In the High Peaks
















Tuesday, July 26, 2016

Heat and Dust by Ruth Prawer Jhabvala

About ten days ago, we finally put our reading tent up. I really love reading in the tent where absolutely no mosquitos or other biting bugs can bother me, yet the breezes can flow and I can see perfectly well and listen to the birds and the wind and the animals and gaze out over the fields and woods. We've been pretty much in the low 80s F, occasionally into the high 80s. If the humidity is very high, it's horrid, but otherwise it's not too bad. Could be much, much worse.

I have finally dug my teeth into one of my Classics Club books--Heat and Dust by Ruth Prawer Jabhvala, who won the Booker Prize in 1975. The novel was adapted into a television drama by the BBC, I believe, but I never saw it. Did you, by any chance?

I'm only about 40 pages into this 138-page book, but so far the story moves back and forth between 1923-1926 British India and the India of the late 1960s or early 1970s, the latter time period narrated by a granddaughter and grand-niece of two women who spent years in India in the 1920s and 1930s. Much of the mystery for the young narrator revolves around a character of her relatives' acquaintance, Olivia, who created a huge scandal by leaving her husband, Douglas, for the Nawab of the District.

I've also just started The Rocks by British author Peter Nichols, which is set in summertime Mallorca. I'll have more to say about this wonderful novel soon. It was published last summer 2015.







Sunday, July 17, 2016

What I'm Reading Today

A very, very brief post to say that I'm fascinated by P.D. James's The Black Tower, especially the deeper I get into it, and I have been so inspired by the extraordinary characterizations in Julia Spencer-Fleming's One Was a Soldier. As many of you know, Spencer-Fleming's "mystery" series about Episcopal priest, U.S. Army helicopter pilot, and recently-returned Iraq War veteran Claire Fergusson  and Miller's Kill Chief of Police and Vietnam veteran Russ Van Alstyne just can't be beat, in my estimation, especially if you admire character-driven fiction or mysteries. I am so in awe of the writing in One Was a Soldier, published in 2011.

Thursday, July 7, 2016

Here Comes a Long Reading Weekend!

Due to circumstances beyond my control, it appears that this weekend will be devoted to reading. A new tennis racquet arrived at my door, but I don't know that I'll have the strength to play this weekend. It may have to wait. But Wimbledon watching will continue, primarily in the evenings.

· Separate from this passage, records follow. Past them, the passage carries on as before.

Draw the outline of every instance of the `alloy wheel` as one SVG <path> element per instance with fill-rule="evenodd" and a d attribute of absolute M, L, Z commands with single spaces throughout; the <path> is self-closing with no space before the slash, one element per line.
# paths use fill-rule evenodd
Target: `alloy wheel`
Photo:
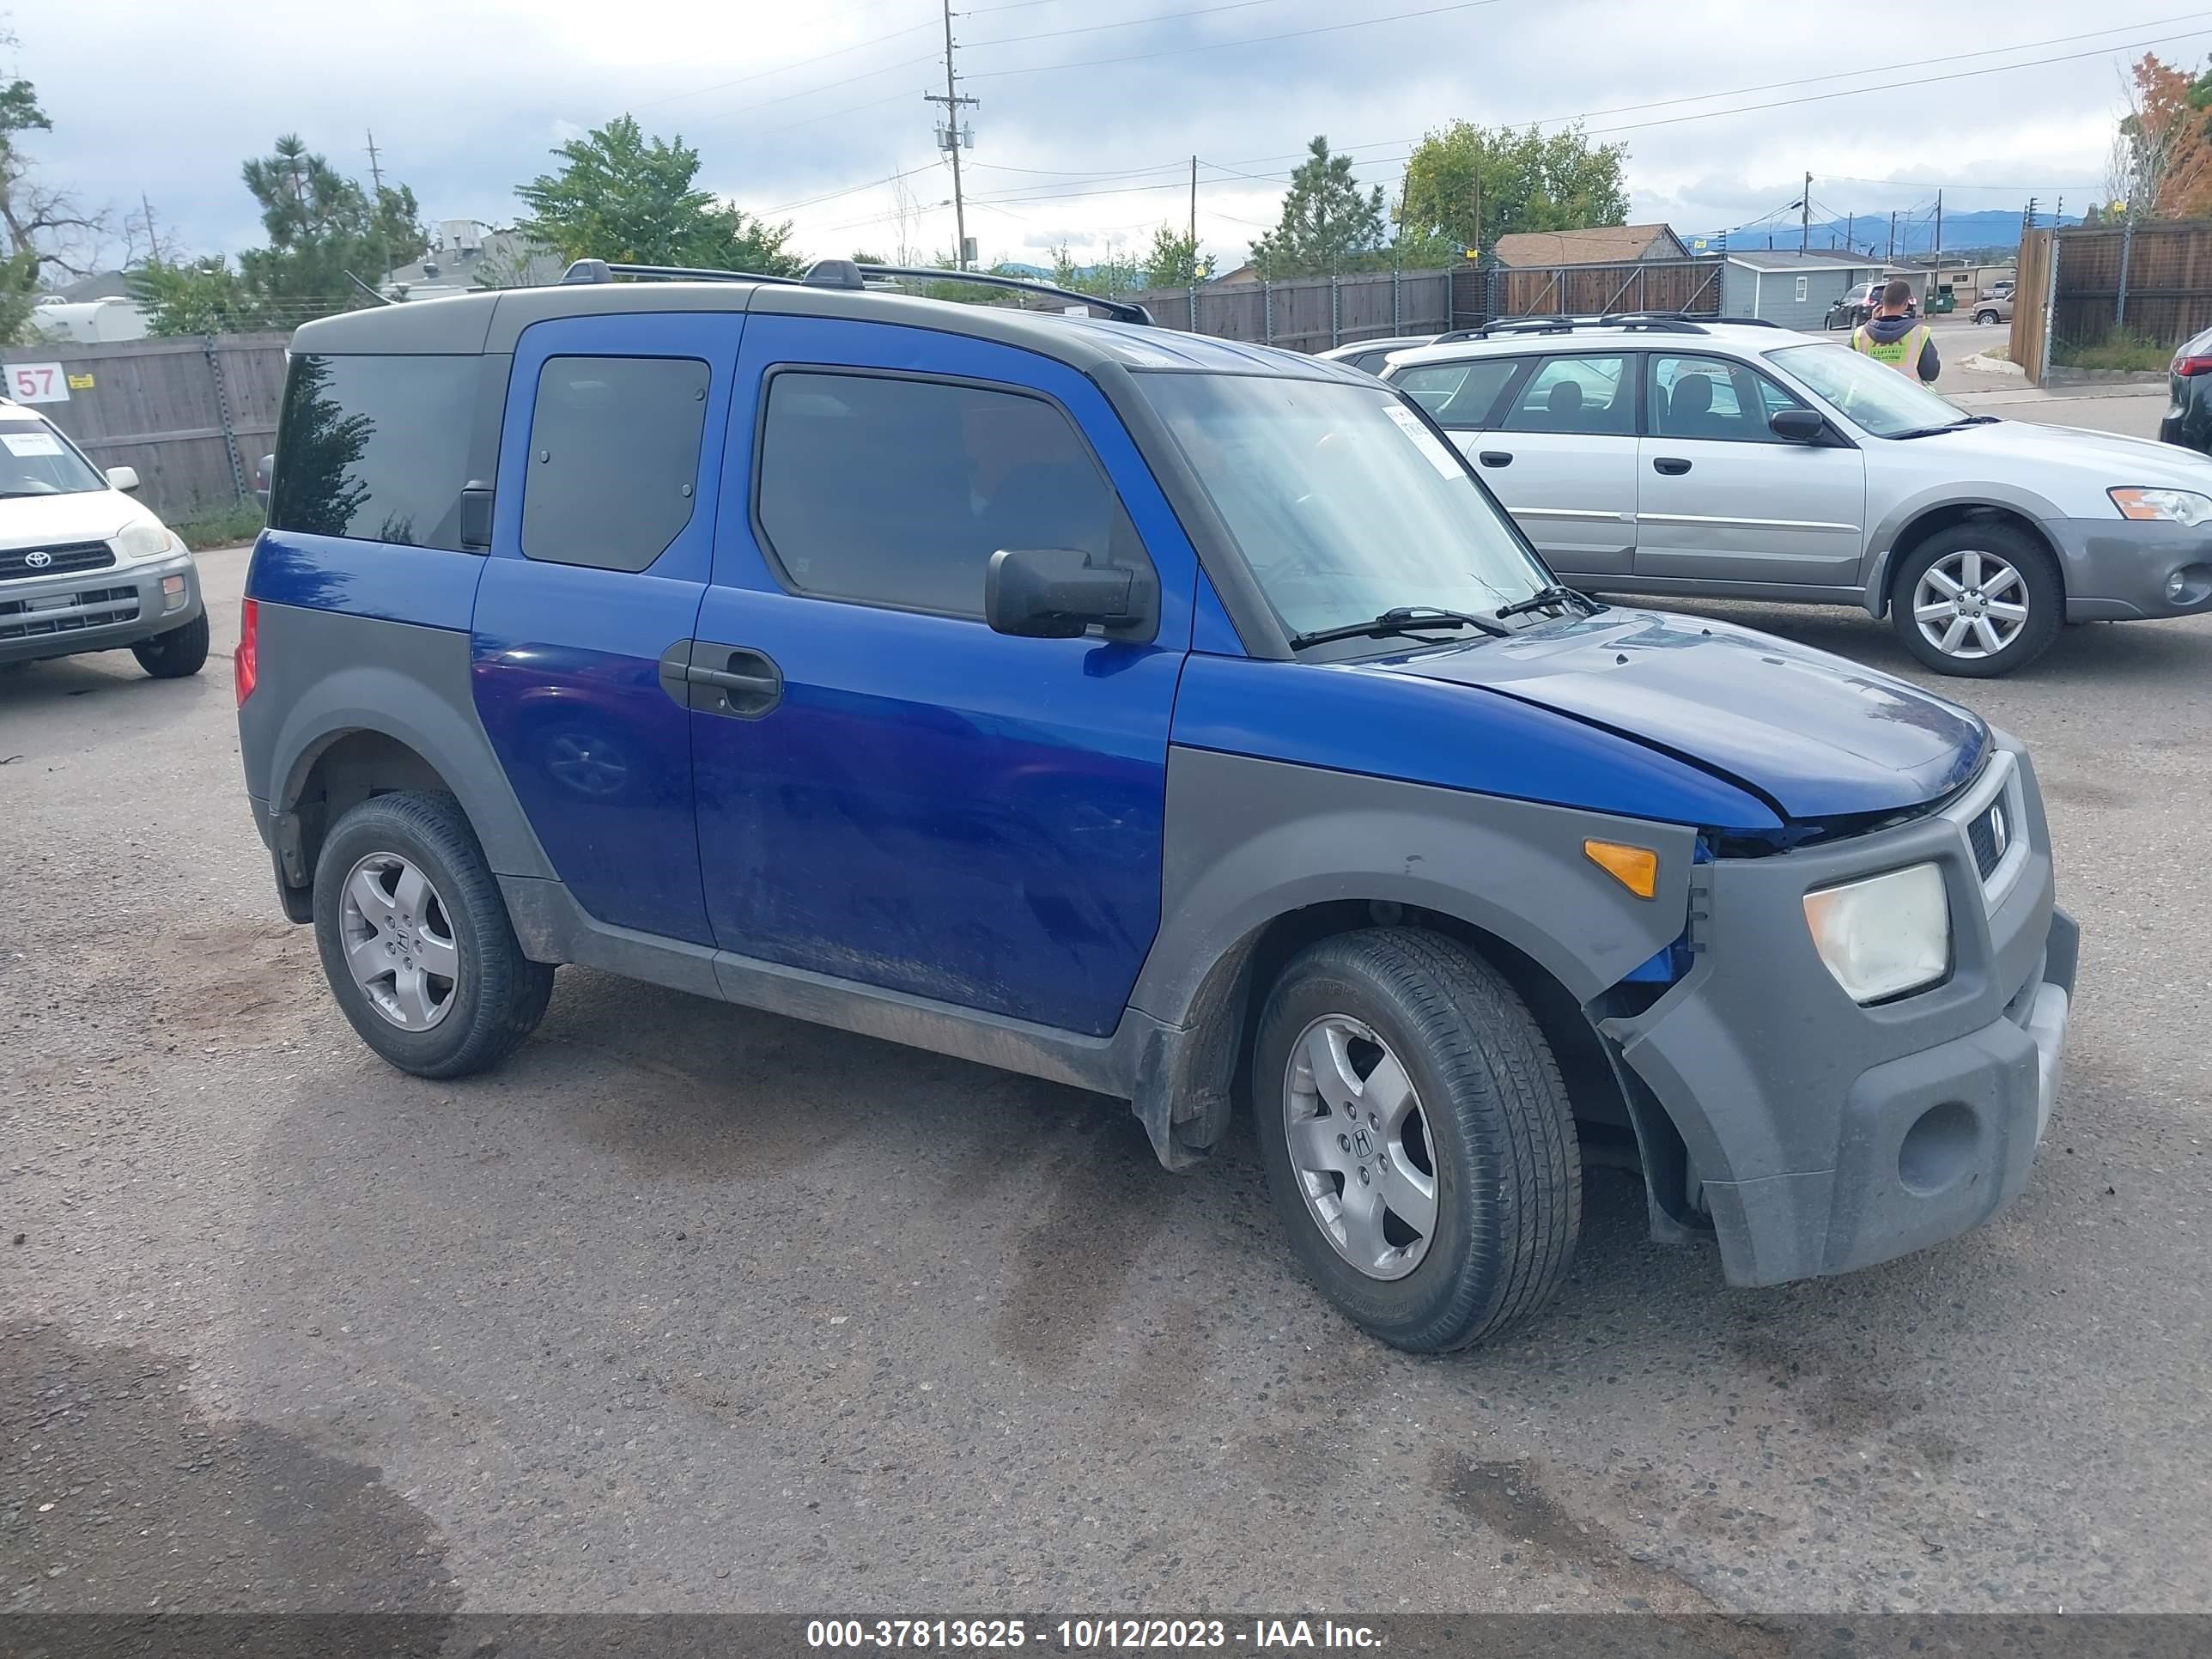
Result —
<path fill-rule="evenodd" d="M 372 853 L 343 894 L 338 925 L 353 982 L 401 1030 L 428 1030 L 460 988 L 460 947 L 438 890 L 397 853 Z"/>
<path fill-rule="evenodd" d="M 1370 1279 L 1402 1279 L 1437 1230 L 1436 1157 L 1398 1057 L 1358 1020 L 1330 1014 L 1291 1045 L 1283 1078 L 1291 1170 L 1307 1212 Z"/>
<path fill-rule="evenodd" d="M 1921 573 L 1912 590 L 1920 636 L 1945 656 L 1994 657 L 2027 626 L 2027 583 L 1995 553 L 1966 548 L 1946 553 Z"/>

I've nearly finished Before the Fall by Noah Hawley, and P.D. James's The Black Tower arrived yesterday, all ready to go. So the latter will be rapidly consumed, I imagine.

But I'm also reading, chapter by chapter with rests in between, the nonfiction work by the 2015 Nobel-Prize-Winning Svetlana Alexievich, Secondhand Time: The Last of the Soviets. To write this book, Alexievich personally interviewed hundreds of former Soviets about the conflicts between Soviet life and the Life After. I hope to have much more to say about it later. It has received tremendous accolades throughout Europe and North America.


Sunday, July 3, 2016

Holiday Weekend Reading

All I can say is that I'm finally reading.

I downloaded the current bestselling thriller Before the Fall by Noah Hawley yesterday in an attempt to break my lack-of-reading crisis.  It worked. It's been given multiple starred reviews, and other laudatory comments from many news outlets, so I figured it might at least entertain. And it has been a page-turner, though I'll reserve a final judgement until I'm finished. 

Today I ordered The Black Tower, an Adam Dalgliesh novel, by P.D. James, which will arrive on Thursday next, to see me through the latter half of next week. I know I can read James, no matter what.

I can't believe all the titles by favorite authors to be published in September: Ann Patchett, Ian McEwan, and the Dutch author Herman Koch, to name a few!